This is a Private Member’s Bill sponsored by Peter Gibson, who is the MP for Darlington. The Bill aims to improve the safety of taxi passengers. It is designed to prevent situations where a driver has his license revoked due to wrongdoing and obtains one from another authority to continue working.
How will this affect the private-hire industry?
Gibson MP is working to draw attention to an issue that has been present in the private-hire industry for decades.
Every license refusal, revocation and suspension will have to be recorded in a central database
It will make it compulsory for local licensing authorities to record refusals to give licences, revocations, and suspensions. These will have to be stored on a database, and other licensing authorities would have to consult when making licensing decisions about the same driver.
The bill will make the ‘National Register of Taxi and Private Hire Licence Revocations and Refusals’ (NR3) a part of statutory law. It was commissioned by the Local Government Association, introduced in July 2018 and is already used by many licensing authorities voluntarily.
Local authorities will be able to report wrongdoing to the taxi driver’s licensing authority.
The bill will also allow local authority enforcement teams to report instances of wrongdoing by taxi drivers to the authority that the offender is licensed by. The licensing authority must then respond to the report.
Dave Lawrie, a Director at the National Private Hire Taxi Association (NPHTA), reported a conversation with Peter Gibson MP about the Bill. He said that ‘cross-border working came up, where we discussed that whilst this is a hot topic, and something that does need to be addressed at parliamentary level; it is impossible to address everything in one go, as it would lose its momentum and focus. – so the aim was to address it in bite-sized chunks.’
The Bill coming into law presents a shift for local authorities registering problem drivers (or ex-drivers) as a matter of choice, to it becoming legally required. Most importantly, this will create it as a standard practice in the industry. This gives the private-hire industry another layer of protection against those who aren’t fit for the job.
Without all local authorities taking an active part in the database, or with the database being a voluntary service, it wasn’t much use. Many believe that the result of local authorities not having a centralised place to see revoked or rejected licenses is that people danced between local authorities in order to get a license when they had lost theirs somewhere else.
The end of cross-border wrongdoings?
For many outside the industry, the perils of ‘cross-border hiring’ sound like overblown bickering between neighbours.

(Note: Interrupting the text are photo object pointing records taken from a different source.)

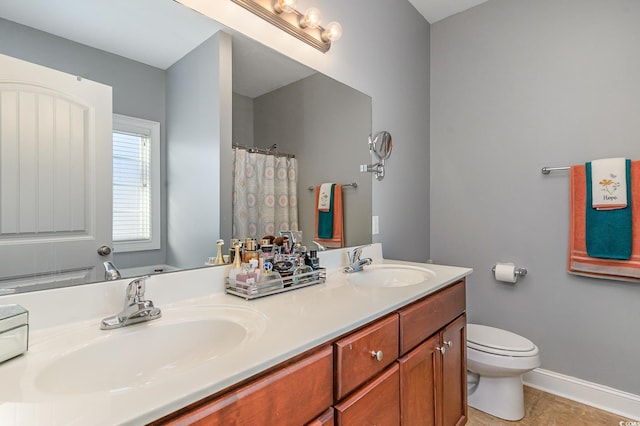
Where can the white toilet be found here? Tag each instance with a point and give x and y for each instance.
(496, 361)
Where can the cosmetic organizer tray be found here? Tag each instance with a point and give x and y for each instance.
(275, 286)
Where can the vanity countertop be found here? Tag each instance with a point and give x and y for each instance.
(279, 327)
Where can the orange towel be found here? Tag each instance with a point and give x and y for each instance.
(579, 262)
(337, 241)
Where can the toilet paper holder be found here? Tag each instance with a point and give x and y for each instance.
(520, 272)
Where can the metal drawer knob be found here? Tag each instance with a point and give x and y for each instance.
(377, 355)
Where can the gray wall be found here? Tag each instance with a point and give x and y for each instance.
(242, 120)
(384, 53)
(138, 89)
(517, 86)
(198, 91)
(318, 120)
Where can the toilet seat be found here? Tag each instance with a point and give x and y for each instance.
(499, 342)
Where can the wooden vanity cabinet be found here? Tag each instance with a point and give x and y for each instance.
(365, 353)
(433, 376)
(295, 394)
(407, 368)
(376, 403)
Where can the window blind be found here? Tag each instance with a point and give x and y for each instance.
(131, 187)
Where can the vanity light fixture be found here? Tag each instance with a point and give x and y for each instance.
(305, 26)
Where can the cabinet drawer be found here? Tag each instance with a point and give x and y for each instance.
(293, 395)
(423, 318)
(326, 419)
(378, 403)
(365, 353)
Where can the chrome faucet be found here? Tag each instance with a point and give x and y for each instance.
(111, 272)
(355, 263)
(136, 308)
(320, 246)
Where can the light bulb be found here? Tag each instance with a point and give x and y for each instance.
(333, 31)
(286, 6)
(311, 18)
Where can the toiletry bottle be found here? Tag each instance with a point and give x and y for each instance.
(250, 250)
(219, 258)
(237, 262)
(315, 262)
(232, 249)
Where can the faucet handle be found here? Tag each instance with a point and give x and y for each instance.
(135, 290)
(354, 255)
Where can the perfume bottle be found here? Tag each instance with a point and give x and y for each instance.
(219, 258)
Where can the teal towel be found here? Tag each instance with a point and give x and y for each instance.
(325, 220)
(608, 232)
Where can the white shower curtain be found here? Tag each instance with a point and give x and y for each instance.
(264, 194)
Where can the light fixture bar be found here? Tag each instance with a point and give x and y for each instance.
(287, 22)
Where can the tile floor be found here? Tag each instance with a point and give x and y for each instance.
(544, 409)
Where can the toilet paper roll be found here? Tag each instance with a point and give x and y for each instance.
(506, 272)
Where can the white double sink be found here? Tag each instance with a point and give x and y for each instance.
(75, 371)
(132, 356)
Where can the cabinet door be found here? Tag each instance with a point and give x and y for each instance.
(365, 353)
(454, 373)
(419, 376)
(377, 403)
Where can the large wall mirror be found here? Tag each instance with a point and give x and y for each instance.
(148, 53)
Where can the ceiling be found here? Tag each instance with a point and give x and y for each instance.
(151, 32)
(435, 10)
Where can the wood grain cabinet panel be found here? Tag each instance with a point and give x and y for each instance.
(420, 373)
(423, 318)
(377, 403)
(454, 373)
(365, 353)
(326, 419)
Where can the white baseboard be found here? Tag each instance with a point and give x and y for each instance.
(605, 398)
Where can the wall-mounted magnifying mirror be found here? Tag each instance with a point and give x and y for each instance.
(380, 145)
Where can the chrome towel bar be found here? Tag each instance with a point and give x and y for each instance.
(354, 184)
(547, 170)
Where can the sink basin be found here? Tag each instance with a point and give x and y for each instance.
(390, 275)
(137, 355)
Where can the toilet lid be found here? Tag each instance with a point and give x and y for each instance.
(495, 340)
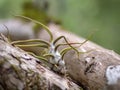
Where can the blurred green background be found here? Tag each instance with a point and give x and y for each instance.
(79, 16)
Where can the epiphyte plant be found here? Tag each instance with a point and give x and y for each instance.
(53, 57)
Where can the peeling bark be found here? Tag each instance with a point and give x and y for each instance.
(97, 69)
(91, 68)
(21, 71)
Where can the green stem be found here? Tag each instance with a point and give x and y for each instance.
(33, 45)
(37, 22)
(30, 40)
(66, 42)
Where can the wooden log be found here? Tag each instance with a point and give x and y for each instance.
(96, 69)
(21, 71)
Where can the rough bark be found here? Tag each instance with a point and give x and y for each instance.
(21, 71)
(97, 68)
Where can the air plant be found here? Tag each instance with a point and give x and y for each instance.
(53, 57)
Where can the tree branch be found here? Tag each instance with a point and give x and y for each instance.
(97, 68)
(21, 71)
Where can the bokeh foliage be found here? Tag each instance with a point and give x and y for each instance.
(81, 17)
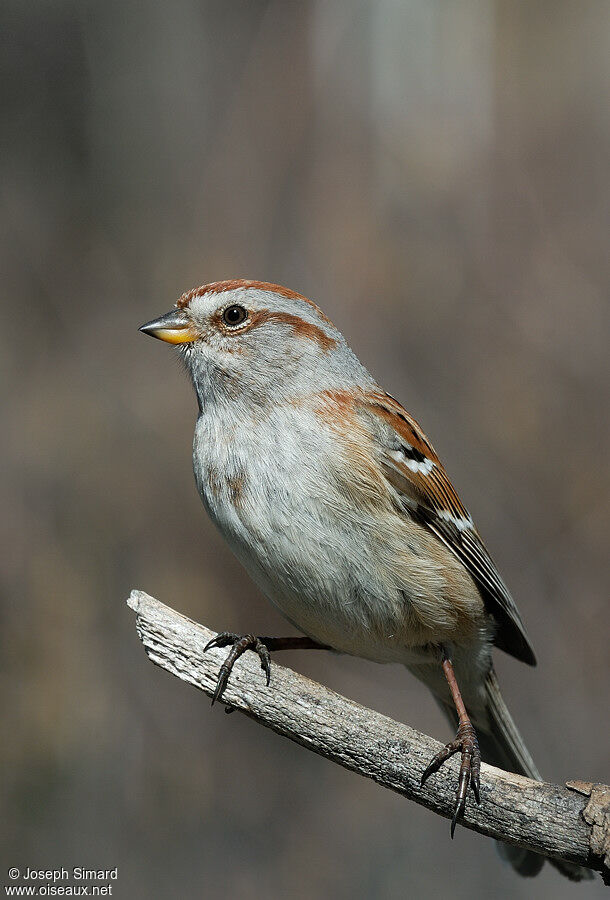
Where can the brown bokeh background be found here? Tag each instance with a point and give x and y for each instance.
(435, 175)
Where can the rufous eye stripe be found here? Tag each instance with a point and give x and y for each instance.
(219, 287)
(299, 326)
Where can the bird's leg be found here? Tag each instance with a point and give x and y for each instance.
(261, 645)
(465, 742)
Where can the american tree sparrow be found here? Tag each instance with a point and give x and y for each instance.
(335, 501)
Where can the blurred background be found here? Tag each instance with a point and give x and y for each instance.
(435, 175)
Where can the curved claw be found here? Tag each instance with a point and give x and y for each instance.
(222, 639)
(239, 646)
(465, 742)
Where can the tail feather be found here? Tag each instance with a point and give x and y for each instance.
(501, 745)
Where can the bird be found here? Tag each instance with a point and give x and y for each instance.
(332, 497)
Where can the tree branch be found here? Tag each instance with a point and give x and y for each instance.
(570, 823)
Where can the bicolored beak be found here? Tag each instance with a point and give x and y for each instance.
(175, 327)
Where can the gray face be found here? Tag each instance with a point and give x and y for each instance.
(259, 346)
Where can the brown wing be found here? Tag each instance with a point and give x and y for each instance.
(415, 471)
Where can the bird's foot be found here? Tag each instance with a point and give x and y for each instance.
(465, 742)
(239, 644)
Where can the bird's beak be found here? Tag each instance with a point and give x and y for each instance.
(175, 327)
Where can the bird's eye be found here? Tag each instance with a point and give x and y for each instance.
(234, 315)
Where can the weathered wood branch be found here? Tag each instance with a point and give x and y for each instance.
(569, 823)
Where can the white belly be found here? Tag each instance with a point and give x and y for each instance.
(330, 566)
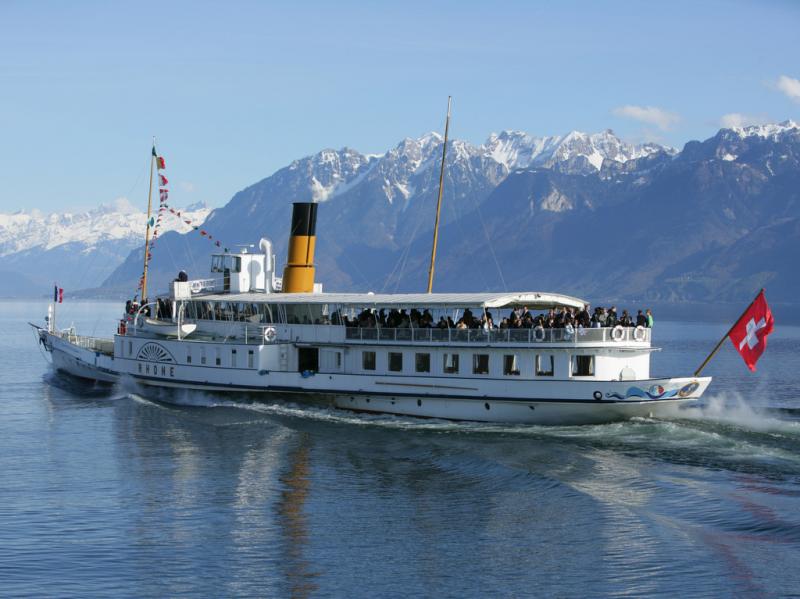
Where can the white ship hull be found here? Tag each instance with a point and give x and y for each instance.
(562, 402)
(78, 358)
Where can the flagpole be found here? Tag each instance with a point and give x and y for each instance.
(147, 231)
(721, 341)
(439, 201)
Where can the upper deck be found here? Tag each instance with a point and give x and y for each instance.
(361, 319)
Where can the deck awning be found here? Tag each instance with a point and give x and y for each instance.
(535, 300)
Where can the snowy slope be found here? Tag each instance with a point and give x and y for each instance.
(22, 231)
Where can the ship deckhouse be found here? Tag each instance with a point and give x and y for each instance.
(462, 356)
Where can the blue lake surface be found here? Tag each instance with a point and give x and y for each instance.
(106, 493)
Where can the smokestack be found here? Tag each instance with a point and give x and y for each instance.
(298, 275)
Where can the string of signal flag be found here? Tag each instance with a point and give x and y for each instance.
(165, 208)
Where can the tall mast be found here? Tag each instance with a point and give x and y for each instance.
(147, 231)
(439, 201)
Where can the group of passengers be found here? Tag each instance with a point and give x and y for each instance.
(519, 318)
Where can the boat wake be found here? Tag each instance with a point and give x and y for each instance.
(725, 433)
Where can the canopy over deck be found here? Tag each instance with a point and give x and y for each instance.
(534, 300)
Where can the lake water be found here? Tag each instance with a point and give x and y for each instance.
(109, 494)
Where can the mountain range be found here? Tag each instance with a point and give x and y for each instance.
(584, 214)
(74, 250)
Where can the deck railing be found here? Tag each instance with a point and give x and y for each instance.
(535, 335)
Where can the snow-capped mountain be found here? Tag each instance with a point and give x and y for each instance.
(118, 221)
(587, 214)
(77, 250)
(576, 150)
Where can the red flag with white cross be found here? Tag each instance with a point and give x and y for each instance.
(749, 334)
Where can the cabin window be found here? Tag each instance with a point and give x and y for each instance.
(544, 365)
(480, 363)
(395, 362)
(368, 360)
(450, 363)
(511, 364)
(308, 359)
(582, 365)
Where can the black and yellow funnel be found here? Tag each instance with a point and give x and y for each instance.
(298, 275)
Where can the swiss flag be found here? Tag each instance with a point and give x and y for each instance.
(749, 334)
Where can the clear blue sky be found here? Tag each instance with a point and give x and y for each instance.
(235, 90)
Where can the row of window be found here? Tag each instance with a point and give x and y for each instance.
(192, 352)
(543, 364)
(234, 357)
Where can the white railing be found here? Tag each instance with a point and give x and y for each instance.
(535, 335)
(200, 285)
(105, 346)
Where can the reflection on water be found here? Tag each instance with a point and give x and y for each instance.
(108, 492)
(291, 509)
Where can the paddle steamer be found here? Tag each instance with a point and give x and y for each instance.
(245, 329)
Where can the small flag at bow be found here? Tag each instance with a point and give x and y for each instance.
(749, 334)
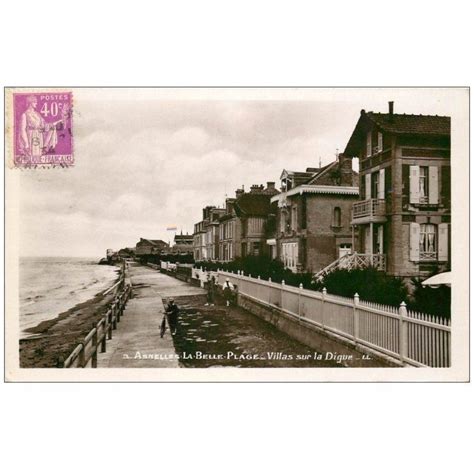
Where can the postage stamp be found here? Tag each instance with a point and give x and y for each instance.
(43, 130)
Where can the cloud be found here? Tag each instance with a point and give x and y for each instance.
(145, 164)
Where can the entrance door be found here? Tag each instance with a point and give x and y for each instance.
(344, 249)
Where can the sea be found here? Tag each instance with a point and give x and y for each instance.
(52, 285)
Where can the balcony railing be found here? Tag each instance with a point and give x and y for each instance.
(352, 261)
(368, 208)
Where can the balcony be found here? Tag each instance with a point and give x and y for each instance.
(370, 210)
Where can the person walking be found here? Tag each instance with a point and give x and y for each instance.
(171, 314)
(210, 290)
(227, 287)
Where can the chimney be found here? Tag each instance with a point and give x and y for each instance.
(390, 109)
(345, 168)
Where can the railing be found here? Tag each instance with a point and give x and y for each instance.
(86, 352)
(368, 208)
(414, 339)
(352, 261)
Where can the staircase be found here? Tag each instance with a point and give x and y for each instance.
(352, 261)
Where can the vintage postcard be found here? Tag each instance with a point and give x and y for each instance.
(226, 234)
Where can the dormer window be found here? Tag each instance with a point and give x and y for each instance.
(379, 142)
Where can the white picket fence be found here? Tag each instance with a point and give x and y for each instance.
(413, 338)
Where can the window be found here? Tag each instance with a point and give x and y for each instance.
(424, 184)
(375, 185)
(336, 221)
(294, 218)
(379, 142)
(424, 192)
(256, 248)
(427, 242)
(289, 254)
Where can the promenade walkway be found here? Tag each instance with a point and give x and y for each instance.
(136, 342)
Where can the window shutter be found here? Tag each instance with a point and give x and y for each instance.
(369, 143)
(381, 184)
(433, 185)
(368, 186)
(414, 241)
(414, 184)
(443, 242)
(379, 142)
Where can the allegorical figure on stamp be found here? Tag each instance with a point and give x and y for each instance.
(36, 137)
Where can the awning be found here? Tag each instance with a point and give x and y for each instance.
(437, 280)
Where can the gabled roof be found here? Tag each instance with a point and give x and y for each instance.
(296, 175)
(398, 124)
(417, 124)
(249, 204)
(316, 189)
(152, 242)
(321, 172)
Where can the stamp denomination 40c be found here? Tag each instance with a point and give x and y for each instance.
(43, 131)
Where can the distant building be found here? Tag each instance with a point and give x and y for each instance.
(404, 216)
(183, 243)
(205, 237)
(242, 227)
(150, 247)
(313, 222)
(127, 252)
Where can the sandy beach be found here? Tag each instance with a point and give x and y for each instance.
(52, 341)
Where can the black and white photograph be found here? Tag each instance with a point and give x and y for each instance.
(228, 229)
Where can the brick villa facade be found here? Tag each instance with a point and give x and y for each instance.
(404, 218)
(313, 223)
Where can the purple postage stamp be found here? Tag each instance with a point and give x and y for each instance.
(43, 134)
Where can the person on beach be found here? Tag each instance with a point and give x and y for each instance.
(210, 290)
(227, 287)
(171, 313)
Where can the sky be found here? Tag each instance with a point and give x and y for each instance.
(147, 159)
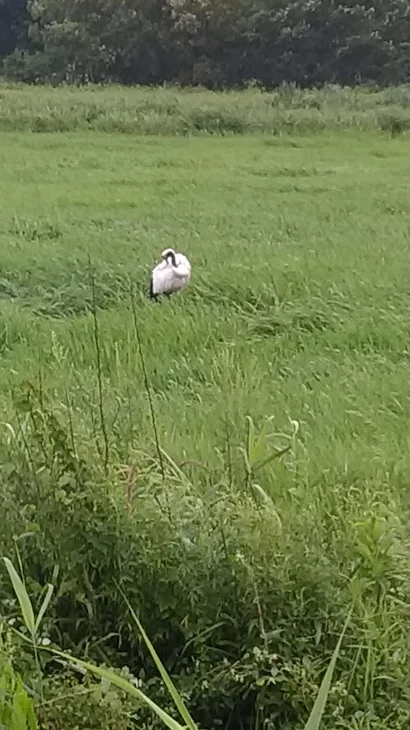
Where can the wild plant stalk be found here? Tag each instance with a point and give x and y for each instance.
(146, 381)
(106, 450)
(33, 626)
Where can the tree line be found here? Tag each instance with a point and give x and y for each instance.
(214, 43)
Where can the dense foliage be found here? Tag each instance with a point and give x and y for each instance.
(215, 44)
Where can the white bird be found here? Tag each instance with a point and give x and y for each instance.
(171, 275)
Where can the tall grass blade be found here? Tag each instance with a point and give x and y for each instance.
(22, 596)
(123, 684)
(178, 701)
(314, 720)
(44, 606)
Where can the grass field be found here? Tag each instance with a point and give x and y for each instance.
(297, 316)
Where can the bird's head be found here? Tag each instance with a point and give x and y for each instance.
(168, 255)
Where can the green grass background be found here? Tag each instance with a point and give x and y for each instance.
(297, 315)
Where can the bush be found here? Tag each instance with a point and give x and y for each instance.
(244, 609)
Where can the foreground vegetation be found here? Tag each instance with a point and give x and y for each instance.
(270, 497)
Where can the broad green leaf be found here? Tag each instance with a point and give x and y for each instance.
(22, 595)
(123, 684)
(178, 701)
(44, 606)
(313, 722)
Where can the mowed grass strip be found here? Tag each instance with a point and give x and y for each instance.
(298, 308)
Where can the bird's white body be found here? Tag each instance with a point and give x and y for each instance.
(171, 275)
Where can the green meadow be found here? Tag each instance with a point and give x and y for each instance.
(237, 457)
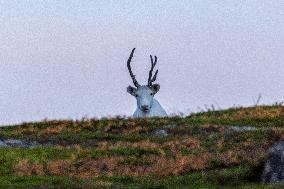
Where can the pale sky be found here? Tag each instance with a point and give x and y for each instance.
(67, 59)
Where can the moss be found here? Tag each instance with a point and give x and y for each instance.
(90, 148)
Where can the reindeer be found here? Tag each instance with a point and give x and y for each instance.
(147, 106)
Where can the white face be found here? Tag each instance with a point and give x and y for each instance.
(144, 96)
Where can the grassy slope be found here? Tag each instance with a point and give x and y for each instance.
(200, 151)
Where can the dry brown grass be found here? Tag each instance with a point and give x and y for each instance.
(24, 167)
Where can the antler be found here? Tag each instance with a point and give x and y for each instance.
(153, 64)
(129, 69)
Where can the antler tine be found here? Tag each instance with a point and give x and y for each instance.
(129, 69)
(153, 64)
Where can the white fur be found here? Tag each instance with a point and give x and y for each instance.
(156, 110)
(145, 97)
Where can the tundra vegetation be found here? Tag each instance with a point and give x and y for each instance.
(202, 150)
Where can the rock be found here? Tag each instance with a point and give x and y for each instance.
(274, 166)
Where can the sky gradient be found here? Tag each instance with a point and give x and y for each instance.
(67, 59)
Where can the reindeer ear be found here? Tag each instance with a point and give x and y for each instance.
(131, 90)
(155, 88)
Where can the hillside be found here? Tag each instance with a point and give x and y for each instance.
(214, 149)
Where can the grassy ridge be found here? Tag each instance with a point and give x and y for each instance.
(200, 151)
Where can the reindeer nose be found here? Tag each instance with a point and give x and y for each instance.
(145, 108)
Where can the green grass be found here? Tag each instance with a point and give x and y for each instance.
(200, 151)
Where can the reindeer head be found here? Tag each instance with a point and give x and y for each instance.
(144, 93)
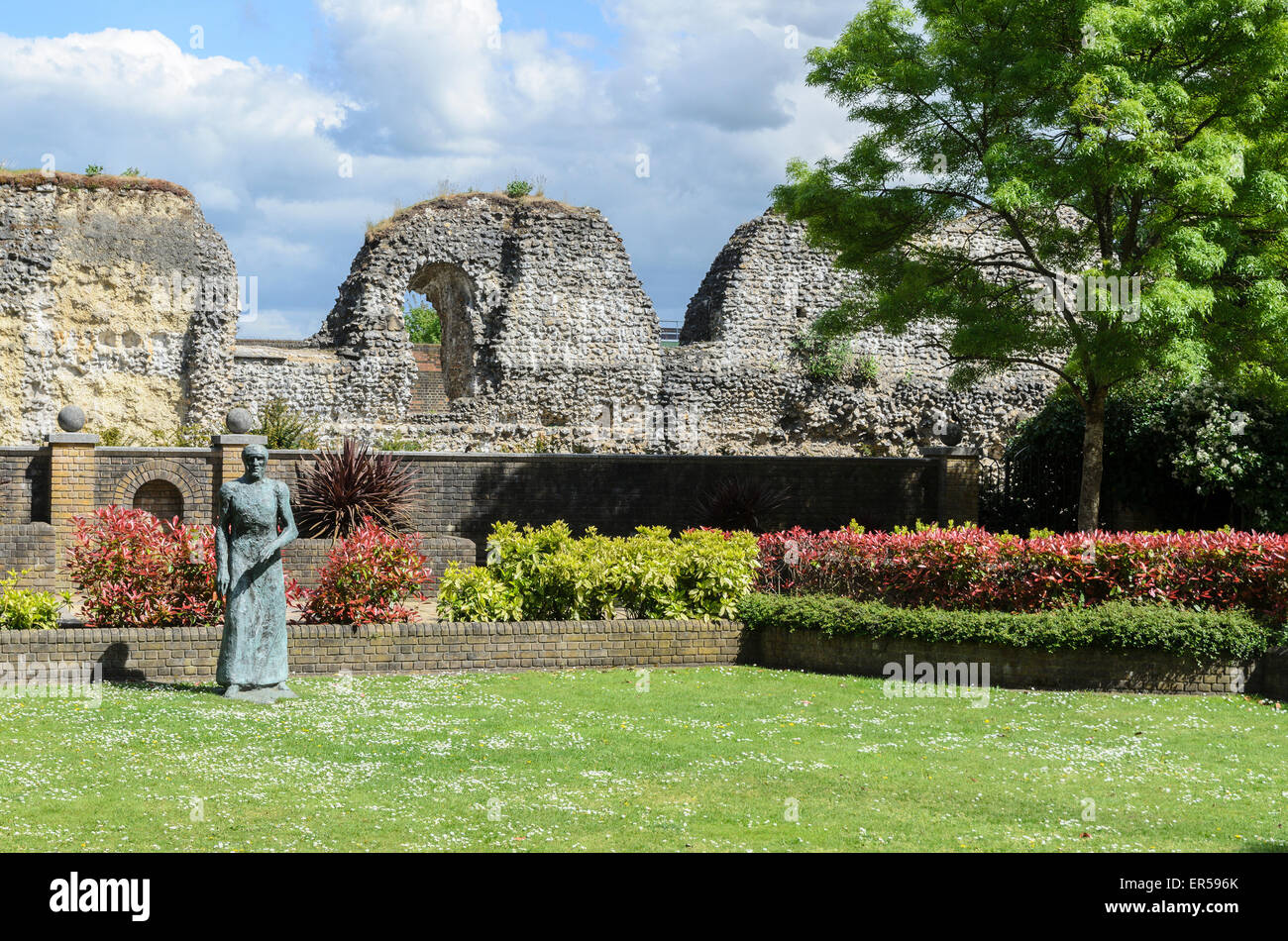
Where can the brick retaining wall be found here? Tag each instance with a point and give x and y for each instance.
(191, 653)
(29, 547)
(1144, 671)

The Aylesbury Vale Council v Call a Cab case of 2013 was one of the most high-profile legal battles in which this was an issue. In short, ‘Call a Cab’ were convicted of five offences of operating in an area where they were not licensed. They were convicted and received fines totalling £22,500.
The practice of private-hire drivers using licenses from different areas is more attractive when this could mean avoiding an area where they cannot be licensed. During the court of bringing in the Safeguarding and Road Safety Bill, the judge made the following statement:
‘Of the 15,000 private hire licences issued by City of Wolverhampton Council in 2019, many were for drivers spread across the United Kingdom, including at least one as far away as Perth, which is quite some taxi drive.’
Wolverhampton Council handed out a record 15,000 private hire licences in 2019, raking in nearly £3.7 million in fees.
So, it is easy to see why local authorities could potentially be tempted to turn a blind eye to previous wrongdoing in other councils. It is important that the UK Government mandate the flow of data to ensure that all authorities throughout the United kingdom have access to the best possible information.